Preparedness is vital in deciding the times to put the cat pet to sleep through euthanasia. Bidding the cat farewell is a thing that these pet owners will eventually face, and it is among the difficult moments of owning a pet. Euthanasia requires both the pet owners and the cat to be well prepared. Preparation should start with consulting a vet who will give the ideal procedures. A vet will also prepare the pet owner on what to expect during the process.

Pet owners are also informed of the various possible options they may use to put their cat down. Most vets are the best people to help one understand the entire procedure of performing euthanasia at their homes. The pet cat is often bonded to the point of becoming more of a family member. Breaking the euthanasia news to the family, and especially to the children is likely to affect them emotionally, and thus it requires preparations. It may be a loss too hard to bear, though it may be a lesson to them about the inevitability of death.

Feline Veterinarian Dr Lynn Bahr Addresses This Issue

Here is Dr. Bahrs answer, and I whole-heartedly agree with everything she wrote:

It has been a month since the question about the FIV+/heartworm+ cat was posted. He was unnecessarily euthanized, and it is my hope that his death did not occur in vain.

Only in emergency situations should the decision to end a life be done hastily, and then only to help eliminate pain or suffering.

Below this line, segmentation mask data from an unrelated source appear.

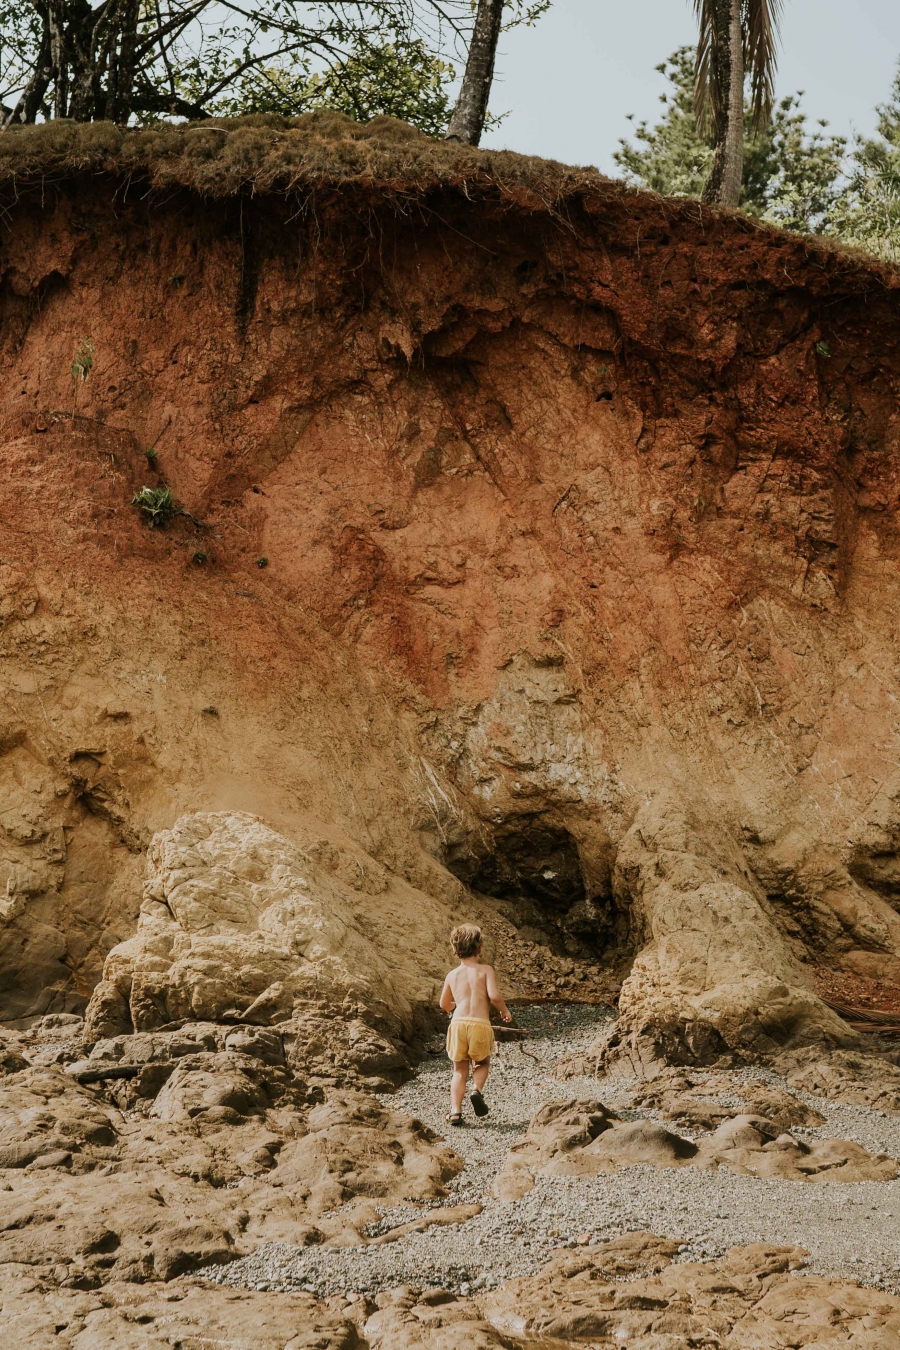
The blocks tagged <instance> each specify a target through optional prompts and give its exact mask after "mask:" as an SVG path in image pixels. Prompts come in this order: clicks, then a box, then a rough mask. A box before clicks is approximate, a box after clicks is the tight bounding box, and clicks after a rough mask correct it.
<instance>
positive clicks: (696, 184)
mask: <svg viewBox="0 0 900 1350" xmlns="http://www.w3.org/2000/svg"><path fill="white" fill-rule="evenodd" d="M657 70H658V72H660V73H661V74H664V76H665V77H667V80H668V81H669V90H668V92H667V93H664V94H661V103H663V104H664V107H665V111H664V113H663V116H661V119H660V120H658V121H657V123H656V124H654V126H650V124H649V123H646V121H640V123H638V124H637V126H636V130H634V138H633V140H631V142H627V140H622V142H619V148H618V151H617V153H615V155H614V158H615V162H617V163H618V165H619V167H621V169H622V170H623V171H625V177H626V180H629V181H630V182H634V184H640V185H641V186H645V188H650V189H653V190H654V192H660V193H664V194H665V196H672V197H700V196H702V192H703V186H704V184H706V181H707V177H708V173H710V166H711V163H712V157H714V153H715V148H714V140H712V136H711V135H703V134H700V132H699V131H698V124H696V117H695V111H694V109H695V105H694V50H692V49H691V47H680V49H679V50H677V51H675V53H673V54H672V57H669V59H668V61H665V62H663V65H660V66H657ZM801 97H803V94H801V93H796V94H791V96H788V97H787V99H781V100H780V101H779V103H776V104H775V107H773V109H772V116H770V119H769V121H768V123H766V124H765V126H764V127H762V130H761V131H758V132H756V131H754V130H753V107H752V100H748V101H746V105H745V131H743V189H742V196H741V207H742V209H743V211H746V212H749V213H750V215H756V216H760V217H761V219H764V220H766V221H769V223H770V224H775V225H781V227H783V228H785V229H795V231H797V232H800V234H818V235H824V236H830V238H835V239H841V240H842V242H845V243H851V244H858V246H860V247H864V248H868V250H869V251H870V252H874V254H877V255H880V257H882V258H887V259H888V261H892V262H896V261H900V72H899V73H897V77H896V78H895V82H893V88H892V92H891V99H889V100H888V103H885V104H882V105H881V107H880V108H878V134H877V136H874V138H862V136H861V138H857V139H855V140H854V142H853V143H851V144H849V143H847V139H846V138H845V136H835V135H831V134H830V132H828V131H827V123H824V121H819V123H818V124H816V126H815V127H812V128H811V127H810V124H808V120H807V116H806V113H804V112H803V109H801V104H800V100H801Z"/></svg>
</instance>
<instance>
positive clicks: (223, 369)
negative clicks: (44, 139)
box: [0, 173, 900, 1065]
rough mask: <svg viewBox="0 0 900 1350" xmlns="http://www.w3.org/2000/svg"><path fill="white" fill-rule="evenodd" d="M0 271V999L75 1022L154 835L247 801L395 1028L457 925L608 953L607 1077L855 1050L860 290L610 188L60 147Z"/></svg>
mask: <svg viewBox="0 0 900 1350" xmlns="http://www.w3.org/2000/svg"><path fill="white" fill-rule="evenodd" d="M0 269H1V277H3V282H1V285H3V290H1V296H3V391H4V393H3V462H4V474H3V481H1V483H0V494H1V499H0V536H1V549H3V552H1V563H3V572H1V576H3V597H1V603H3V634H1V643H3V647H1V651H3V667H1V668H3V728H1V742H0V744H1V748H3V759H1V760H0V774H1V775H3V815H1V818H0V825H1V826H3V844H1V863H0V868H1V871H0V892H1V891H3V883H4V882H5V898H4V899H3V900H1V902H0V904H1V906H3V927H1V929H0V960H1V963H3V964H1V972H3V975H1V979H0V984H1V987H3V991H4V995H3V996H4V1007H3V1012H4V1015H7V1017H16V1015H24V1014H28V1012H36V1011H47V1010H57V1011H59V1010H73V1008H76V1010H80V1008H82V1007H84V1006H85V1003H86V1000H88V999H89V996H90V994H92V991H93V990H94V985H97V983H99V981H100V977H101V973H103V967H104V960H105V957H107V953H108V952H109V950H111V949H112V948H115V946H116V945H117V944H120V942H123V941H125V940H131V938H132V936H134V934H135V931H136V929H138V911H139V907H140V903H142V887H143V886H144V883H146V876H147V867H146V856H144V855H146V850H147V848H148V845H150V842H151V840H152V837H154V834H158V833H159V832H167V830H171V828H173V825H174V823H175V821H178V819H179V818H182V817H185V815H193V814H194V813H201V814H202V813H213V815H216V813H220V817H221V819H225V817H228V819H232V821H233V819H236V818H237V817H236V815H235V813H244V818H246V819H247V822H248V823H247V832H248V836H247V837H248V838H250V836H252V834H254V832H259V830H262V829H264V830H267V832H270V833H274V834H277V836H281V837H282V838H283V841H285V848H286V849H289V850H294V853H291V857H293V859H294V863H291V867H296V868H300V871H301V872H302V869H304V867H308V868H309V875H306V873H304V876H305V877H306V880H305V883H304V884H312V887H313V891H314V892H316V896H317V898H318V900H320V902H321V906H324V909H325V910H328V907H329V903H331V902H329V900H328V896H329V895H331V896H336V895H339V898H340V904H339V910H340V914H341V915H347V923H345V926H344V927H341V934H343V936H339V937H335V940H333V944H332V948H333V950H332V949H329V952H328V953H327V954H331V956H332V957H333V958H335V960H336V961H337V963H340V961H341V960H343V961H345V963H347V961H349V964H351V965H352V964H354V961H352V960H351V957H355V958H356V961H358V960H359V952H360V950H367V952H370V953H371V964H372V969H371V971H368V972H360V971H358V969H355V971H354V972H352V975H354V977H359V976H362V975H364V976H366V979H367V980H368V979H370V976H371V980H370V984H371V988H372V990H374V988H375V987H378V990H376V994H372V995H371V996H372V998H374V999H375V1002H378V1003H379V1006H381V1007H382V1008H383V1007H385V1006H387V1004H389V1003H390V1002H391V999H394V1002H395V1015H397V1018H398V1021H399V1023H402V1025H403V1027H405V1029H406V1030H409V1027H410V1026H412V1023H413V1021H414V1015H416V1011H414V1010H416V1008H417V1007H418V1006H421V1004H424V1003H426V1002H428V1000H429V999H432V998H433V996H434V991H436V981H437V980H439V979H440V976H441V973H443V964H444V960H445V934H447V927H448V925H449V922H451V921H452V919H455V918H459V917H461V915H475V917H483V918H486V921H487V922H488V925H490V923H491V922H493V923H494V926H495V929H497V930H498V931H499V930H502V931H503V933H506V934H514V933H515V929H517V927H518V929H519V930H521V933H522V934H525V937H528V938H532V940H534V938H537V940H541V941H544V942H546V944H549V945H555V946H556V948H557V950H559V952H565V953H568V954H569V956H571V957H576V958H579V957H583V958H584V960H588V961H591V963H600V964H603V963H604V964H606V967H609V968H611V969H613V968H614V969H617V971H619V973H627V971H629V969H631V963H633V961H634V967H633V971H631V973H630V976H629V979H627V980H626V983H625V985H623V990H622V999H621V1012H622V1017H621V1019H619V1027H618V1030H617V1033H615V1039H614V1044H611V1045H610V1046H607V1050H606V1053H607V1056H609V1058H610V1061H614V1060H625V1062H626V1064H627V1065H634V1064H638V1065H640V1064H646V1062H649V1061H653V1060H654V1058H656V1060H658V1058H660V1057H665V1058H669V1060H679V1058H681V1060H688V1061H691V1060H695V1061H696V1060H699V1061H700V1062H704V1061H708V1060H710V1058H715V1057H716V1056H719V1054H721V1053H723V1050H725V1049H727V1048H730V1049H739V1050H746V1052H749V1053H775V1052H776V1050H779V1049H783V1048H785V1046H792V1045H800V1044H804V1042H806V1041H824V1042H828V1044H831V1045H841V1044H849V1042H850V1041H851V1039H853V1034H851V1033H850V1031H849V1029H847V1027H846V1025H845V1023H842V1022H841V1021H839V1019H838V1018H837V1017H835V1015H834V1014H833V1012H831V1011H830V1010H828V1008H827V1007H824V1004H823V1003H822V1002H820V1000H819V999H818V996H816V992H815V981H814V977H812V973H811V972H812V968H814V967H816V965H837V967H842V968H845V969H847V971H853V972H857V973H860V975H869V976H877V977H881V979H887V980H899V981H900V915H899V914H897V898H899V896H900V861H899V860H897V849H899V848H900V842H899V841H900V776H899V771H897V748H899V737H897V730H899V729H897V711H896V707H897V661H896V649H897V644H896V622H897V617H896V616H897V612H899V607H900V572H899V562H900V532H899V531H897V525H896V508H897V504H899V501H900V475H899V472H897V464H899V456H897V450H899V445H897V443H899V439H900V420H899V418H897V408H896V386H897V381H899V379H900V348H899V338H900V315H899V309H897V304H899V300H897V297H899V294H900V290H899V286H897V281H896V278H895V277H893V275H892V274H888V273H885V271H880V270H874V269H873V267H870V266H869V265H868V263H865V262H862V261H857V259H854V258H850V257H846V255H839V254H835V252H828V251H826V250H820V248H818V247H812V246H811V244H808V243H804V242H801V240H799V239H792V238H789V236H785V235H779V234H776V232H770V231H764V229H760V228H757V227H754V225H752V224H749V223H748V221H745V220H742V219H739V217H737V216H735V217H730V216H712V215H708V213H702V215H698V208H696V207H695V205H694V204H684V205H673V204H672V202H663V201H657V200H654V198H649V197H642V196H638V194H630V193H625V192H622V190H619V189H615V188H613V186H611V185H610V186H609V188H606V189H603V190H599V189H596V190H594V192H584V193H582V194H580V196H578V197H572V198H571V200H569V201H568V202H565V204H564V205H563V207H560V208H557V209H553V211H551V209H549V208H548V209H546V211H540V209H537V207H536V205H534V202H526V201H525V200H522V201H521V202H517V200H515V196H514V194H507V196H505V197H503V196H502V194H499V193H491V192H487V190H479V192H476V193H470V196H468V197H467V194H466V193H464V192H461V190H453V189H451V188H447V186H444V188H439V186H434V188H433V189H432V190H426V189H422V188H421V186H417V188H416V190H413V189H412V188H410V189H409V192H403V188H402V184H399V185H398V184H385V185H378V184H372V182H359V181H358V182H348V184H347V185H344V186H343V188H340V189H337V188H332V189H328V190H318V192H313V189H312V188H310V190H309V194H308V196H306V197H305V198H304V200H300V198H297V197H293V198H290V200H289V198H286V197H285V196H279V194H277V193H273V194H270V196H251V194H237V196H235V197H233V198H227V200H221V201H215V200H204V198H202V197H200V196H198V194H196V193H192V192H190V190H188V189H178V188H171V189H169V190H167V192H166V193H159V192H157V193H152V192H147V189H146V185H143V184H142V182H139V181H131V182H125V181H123V180H120V178H116V175H115V174H108V175H103V174H99V175H90V177H89V175H86V174H84V175H80V174H77V173H72V174H67V175H62V177H61V178H59V181H55V182H54V184H53V186H50V188H49V186H46V185H45V186H43V188H40V186H38V185H35V184H26V185H24V186H20V188H19V189H18V194H16V200H15V202H12V201H11V202H9V207H8V211H7V215H5V216H4V224H3V239H1V261H0ZM85 335H89V336H90V339H92V342H93V344H94V348H96V356H94V367H93V371H92V375H90V378H89V381H88V383H86V385H84V386H82V389H81V391H80V404H78V414H77V416H76V417H74V418H73V417H72V381H70V374H69V371H70V362H72V355H73V350H74V347H76V346H77V342H78V340H80V339H81V338H82V336H85ZM151 445H152V447H155V450H157V452H158V459H157V460H155V462H152V460H151V459H147V458H146V455H144V450H146V448H147V447H151ZM163 482H165V483H169V485H170V486H171V487H173V490H174V493H175V497H177V498H178V499H179V501H181V502H184V504H185V506H186V508H188V509H189V512H190V513H192V514H193V516H194V517H196V518H197V520H198V521H201V522H202V528H198V526H196V525H194V524H193V522H192V521H190V520H189V518H186V517H179V518H175V520H174V521H173V522H171V524H170V526H169V528H167V529H165V531H162V529H155V531H151V529H148V528H147V525H146V522H144V521H143V518H142V517H140V513H139V512H138V510H136V509H135V508H134V506H132V505H131V497H132V494H134V491H135V490H136V489H139V487H140V486H143V485H148V486H157V485H159V483H163ZM221 813H224V814H221ZM251 818H252V819H251ZM254 821H255V822H256V823H254ZM213 823H215V822H213ZM209 828H210V829H212V828H213V826H209ZM216 828H217V826H216ZM223 828H224V826H223ZM228 828H231V826H228ZM178 829H182V830H185V829H186V830H188V833H190V826H189V825H188V826H178ZM175 834H177V830H175ZM165 838H166V840H170V836H169V834H166V836H165ZM154 846H155V848H158V849H159V848H169V844H159V845H154ZM242 848H243V845H240V844H236V845H235V849H236V855H235V856H237V855H240V853H242ZM278 848H281V845H278ZM278 848H275V853H278ZM247 849H248V852H250V855H252V856H251V861H250V863H248V864H247V865H250V867H251V869H252V867H256V868H260V867H262V869H263V872H266V868H270V860H269V855H267V853H266V850H264V849H263V855H264V856H262V855H256V853H254V850H252V848H251V846H250V845H247ZM296 850H300V853H301V855H302V857H301V861H297V855H296ZM244 852H246V850H244ZM242 856H243V855H242ZM260 856H262V861H260ZM273 856H274V855H273ZM154 865H155V864H154ZM154 865H151V869H150V872H151V875H150V880H148V882H147V884H148V887H150V890H148V891H147V896H146V902H144V915H143V918H142V931H144V933H146V931H147V926H148V925H150V926H152V925H151V923H150V918H152V904H159V903H161V902H162V899H163V898H162V896H159V895H157V894H155V892H152V890H151V888H152V884H154V883H152V873H154ZM167 865H169V867H170V868H174V872H178V861H177V859H175V860H174V861H173V860H171V859H170V860H169V864H167ZM190 865H194V864H190ZM196 865H197V867H200V864H196ZM206 865H208V860H206V861H204V863H202V867H206ZM216 865H219V864H216ZM223 865H225V867H227V861H225V863H224V864H223ZM242 865H243V864H242ZM273 865H274V864H273ZM239 871H240V869H239V868H236V872H239ZM192 875H193V873H192ZM260 875H262V873H260ZM266 876H269V880H266V883H264V884H266V886H269V884H270V882H271V876H270V873H269V872H266ZM329 879H331V880H329ZM194 880H196V876H194ZM252 880H254V883H255V882H256V880H259V877H252ZM175 884H178V883H177V880H175V882H173V886H175ZM192 884H193V883H192ZM271 884H275V883H274V882H273V883H271ZM329 887H331V890H329ZM223 903H224V902H223ZM147 904H150V906H151V910H150V911H148V910H147ZM333 906H337V900H336V899H335V900H333ZM333 906H332V907H333ZM148 914H150V918H148ZM175 918H178V917H177V915H175ZM219 918H220V919H221V915H220V917H219ZM227 918H228V917H227V915H225V918H224V919H221V921H223V922H225V921H227ZM166 922H169V919H166ZM192 922H193V921H192ZM204 922H205V921H204ZM216 922H219V919H216V918H213V919H212V921H209V923H210V925H212V927H209V925H208V929H209V930H208V931H205V940H208V938H209V936H210V933H212V931H213V929H215V923H216ZM242 922H243V923H244V927H247V929H248V931H256V929H258V927H259V923H260V922H262V921H258V918H255V917H252V915H251V917H247V915H244V921H242ZM182 926H184V925H182ZM202 927H204V925H202V923H201V925H200V927H198V929H196V930H194V931H196V933H197V934H201V936H202V933H201V930H202ZM189 929H190V925H188V929H186V931H188V930H189ZM347 934H349V936H347ZM135 941H140V938H135ZM179 941H182V945H184V942H188V946H190V941H192V938H190V936H185V934H182V937H181V938H179ZM130 950H131V949H130ZM185 950H188V948H185ZM166 960H169V957H166ZM111 961H112V967H109V968H108V971H107V980H105V984H107V985H111V984H112V985H115V987H116V990H117V994H115V992H111V991H109V988H107V995H108V998H107V1004H104V1007H105V1012H104V1014H103V1015H108V1014H109V1008H111V1007H113V1004H116V998H119V996H120V998H121V1000H123V1007H120V1008H119V1014H116V1015H120V1018H121V1019H123V1029H125V1026H128V1025H138V1022H136V1021H135V1011H134V1008H132V1010H131V1012H130V1011H128V1007H130V999H131V998H132V992H134V991H132V988H131V984H130V980H131V979H132V976H130V975H127V973H125V975H124V976H123V975H121V971H123V969H124V968H125V965H127V963H125V965H123V961H121V960H120V958H119V957H116V956H113V957H111ZM501 964H502V963H501ZM128 969H132V971H134V965H132V967H130V968H128ZM167 969H169V967H167ZM116 972H117V973H116ZM279 972H281V973H278V972H277V973H278V979H275V977H274V976H273V983H281V985H282V992H283V985H285V979H283V975H285V972H283V971H281V968H279ZM506 973H507V975H510V977H513V973H511V971H509V969H507V971H506ZM116 980H117V981H119V983H117V984H116ZM348 981H349V983H347V981H345V988H347V990H349V987H351V984H352V980H351V979H349V976H348ZM385 981H386V984H387V994H386V991H385ZM162 983H163V984H165V980H162ZM513 983H515V980H514V979H513ZM258 984H259V980H256V984H254V983H252V981H250V984H248V985H247V988H244V990H239V991H237V992H239V1006H237V1008H236V1012H237V1014H240V1012H242V1008H243V1010H246V1008H247V1007H250V1006H251V1004H252V1003H254V999H258V998H259V996H260V995H263V994H266V988H267V987H264V988H262V990H260V988H258V987H256V985H258ZM289 984H290V980H289ZM251 985H252V988H251ZM291 988H293V985H291ZM233 992H235V991H233V990H232V991H231V994H233ZM370 992H371V990H370ZM165 996H167V995H165ZM354 996H356V995H354ZM161 998H162V999H163V1002H162V1003H158V1004H157V1012H155V1014H146V1012H139V1014H138V1019H140V1018H143V1025H144V1026H147V1023H148V1022H150V1023H151V1022H152V1018H154V1017H157V1019H158V1023H159V1025H163V1023H165V1021H166V1018H167V1015H169V1012H170V1011H171V1007H173V1006H174V1004H166V1003H165V998H163V995H161ZM223 999H224V995H223ZM242 999H243V1003H240V1000H242ZM225 1002H227V999H225ZM136 1003H138V1004H139V1003H140V999H136ZM116 1006H117V1004H116ZM142 1006H143V1007H144V1008H146V1007H147V1006H148V1004H147V1002H146V1000H144V1004H142ZM273 1010H274V1011H273V1017H275V1015H277V1014H278V1015H283V1012H285V1007H282V1006H281V1004H279V1003H278V998H274V1002H273ZM101 1011H103V1010H101ZM224 1011H227V1010H225V1008H221V1007H219V1004H216V1006H215V1007H213V1008H212V1010H210V1008H208V1007H204V1008H201V1007H197V1008H194V1015H197V1017H213V1018H215V1017H219V1015H221V1014H223V1012H224ZM231 1011H232V1012H233V1011H235V1008H233V1007H232V1008H231ZM97 1015H100V1014H97ZM109 1015H112V1014H109ZM385 1015H387V1014H385ZM128 1018H131V1022H128ZM107 1030H109V1027H107Z"/></svg>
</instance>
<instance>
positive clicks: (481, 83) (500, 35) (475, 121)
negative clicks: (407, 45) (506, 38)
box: [445, 0, 503, 146]
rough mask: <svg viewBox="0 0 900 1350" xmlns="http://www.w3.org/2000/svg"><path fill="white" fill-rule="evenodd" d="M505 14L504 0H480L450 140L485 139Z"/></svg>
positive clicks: (467, 145)
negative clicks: (499, 44) (485, 128)
mask: <svg viewBox="0 0 900 1350" xmlns="http://www.w3.org/2000/svg"><path fill="white" fill-rule="evenodd" d="M502 18H503V0H478V14H476V15H475V27H474V30H472V41H471V43H470V49H468V59H467V62H466V74H464V76H463V86H461V89H460V92H459V99H457V100H456V107H455V108H453V116H452V117H451V124H449V127H448V128H447V138H445V139H447V140H461V142H463V143H464V144H467V146H476V144H478V143H479V140H480V139H482V132H483V131H484V119H486V117H487V100H488V99H490V94H491V82H493V80H494V61H495V58H497V43H498V42H499V36H501V23H502Z"/></svg>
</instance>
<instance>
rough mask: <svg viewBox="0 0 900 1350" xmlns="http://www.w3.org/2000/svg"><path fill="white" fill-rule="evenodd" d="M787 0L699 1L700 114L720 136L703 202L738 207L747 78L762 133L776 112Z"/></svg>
mask: <svg viewBox="0 0 900 1350" xmlns="http://www.w3.org/2000/svg"><path fill="white" fill-rule="evenodd" d="M783 4H784V0H694V8H695V11H696V15H698V19H699V22H700V34H699V39H698V47H696V84H695V100H694V107H695V113H696V121H698V128H699V130H700V132H704V131H706V132H710V131H711V132H712V135H714V136H715V159H714V161H712V171H711V173H710V177H708V181H707V184H706V188H704V189H703V200H704V201H714V202H718V204H719V205H721V207H737V205H738V202H739V200H741V181H742V178H743V77H745V73H749V76H750V119H752V126H753V130H754V131H760V130H761V128H762V127H764V126H765V124H766V123H768V120H769V117H770V115H772V103H773V99H775V70H776V59H777V58H776V46H777V35H779V22H780V19H781V8H783Z"/></svg>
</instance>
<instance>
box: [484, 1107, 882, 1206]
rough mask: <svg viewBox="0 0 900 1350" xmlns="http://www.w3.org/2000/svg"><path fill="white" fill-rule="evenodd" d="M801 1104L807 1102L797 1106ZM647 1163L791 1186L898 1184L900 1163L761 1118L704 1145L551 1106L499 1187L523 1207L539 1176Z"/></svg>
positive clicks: (587, 1114) (629, 1165)
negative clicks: (691, 1167)
mask: <svg viewBox="0 0 900 1350" xmlns="http://www.w3.org/2000/svg"><path fill="white" fill-rule="evenodd" d="M797 1104H800V1103H797ZM640 1162H646V1164H649V1165H650V1166H656V1168H684V1166H698V1168H715V1166H723V1168H727V1169H729V1170H731V1172H738V1173H742V1174H745V1176H758V1177H776V1179H780V1180H783V1181H893V1180H896V1177H897V1176H900V1162H897V1161H896V1160H895V1158H891V1157H888V1156H887V1154H884V1153H880V1154H874V1156H873V1154H870V1153H869V1152H868V1150H866V1149H864V1147H862V1146H861V1145H858V1143H853V1142H851V1141H850V1139H803V1138H799V1137H797V1135H793V1134H791V1133H789V1131H788V1130H784V1129H781V1125H780V1123H776V1122H773V1120H768V1119H766V1118H765V1116H761V1115H754V1114H749V1112H748V1114H741V1115H735V1114H734V1112H731V1114H730V1115H727V1116H725V1119H722V1120H721V1123H719V1125H718V1126H716V1129H715V1130H714V1131H712V1133H711V1134H710V1135H708V1137H707V1138H700V1139H699V1141H698V1142H695V1141H694V1139H685V1138H683V1137H681V1135H679V1134H675V1133H673V1131H672V1130H667V1129H665V1126H663V1125H660V1123H658V1122H656V1120H649V1119H641V1120H622V1119H619V1118H618V1116H617V1115H615V1112H613V1111H609V1110H607V1108H606V1107H604V1106H603V1103H602V1102H596V1100H587V1102H579V1100H569V1102H548V1103H546V1104H545V1106H542V1107H541V1110H540V1111H538V1112H537V1115H536V1116H534V1119H533V1120H532V1123H530V1126H529V1130H528V1133H526V1135H525V1138H524V1139H522V1141H521V1143H515V1145H513V1147H511V1149H510V1152H509V1156H507V1160H506V1164H505V1165H503V1170H502V1172H501V1173H499V1176H498V1179H497V1181H495V1183H494V1195H495V1196H497V1199H498V1200H515V1199H519V1197H521V1196H524V1195H528V1192H529V1191H530V1189H532V1187H533V1185H534V1179H536V1177H537V1176H538V1174H546V1176H572V1177H583V1176H594V1174H596V1173H598V1172H615V1170H617V1169H618V1168H625V1166H633V1165H634V1164H640Z"/></svg>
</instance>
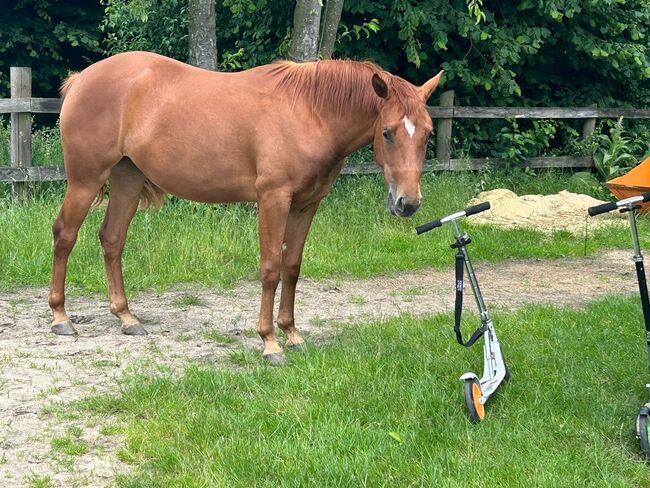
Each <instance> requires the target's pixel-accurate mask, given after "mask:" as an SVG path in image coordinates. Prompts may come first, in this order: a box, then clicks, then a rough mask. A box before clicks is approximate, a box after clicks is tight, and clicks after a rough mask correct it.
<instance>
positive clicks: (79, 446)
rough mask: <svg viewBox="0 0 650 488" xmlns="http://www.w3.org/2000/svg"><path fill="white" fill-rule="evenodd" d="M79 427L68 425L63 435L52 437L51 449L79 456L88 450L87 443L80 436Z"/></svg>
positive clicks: (51, 440) (70, 454)
mask: <svg viewBox="0 0 650 488" xmlns="http://www.w3.org/2000/svg"><path fill="white" fill-rule="evenodd" d="M81 434H82V431H81V428H80V427H77V426H70V427H68V428H67V430H66V433H65V435H63V436H58V437H53V438H52V440H51V441H50V446H51V447H52V450H53V451H55V452H58V453H62V454H66V455H68V456H81V455H83V454H86V453H87V452H88V443H87V442H86V441H85V440H83V439H82V438H81Z"/></svg>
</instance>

Euthanasia is a terminal solution that should never be undertaken lightly. Only in emergency situations should the decision to end a life be done hastily, and then only to help eliminate pain or suffering. Otherwise, there is no rush or immediate need to euthanize an otherwise healthy cat based on test results alone.

While we dont know all of the details of this particular story, we can use it to educate ourselves and our veterinarians to do better.

If you dont agree with your veterinarian about a treatment plan, let them know that and see if you cant find a better solution together. If not, go somewhere else.

Veterinarians are smart, caring, well educated, compassionate beings, but not all are cat lovers or focused on caring specifically for cats. Keeping current with the latest and greatest medical care for multiple species is not easy. It can be difficult for general practitioners that treat dogs, cats, and exotics to be experts in all of the conditions that affect them. That is likely the reason the system failed this owner and her cat.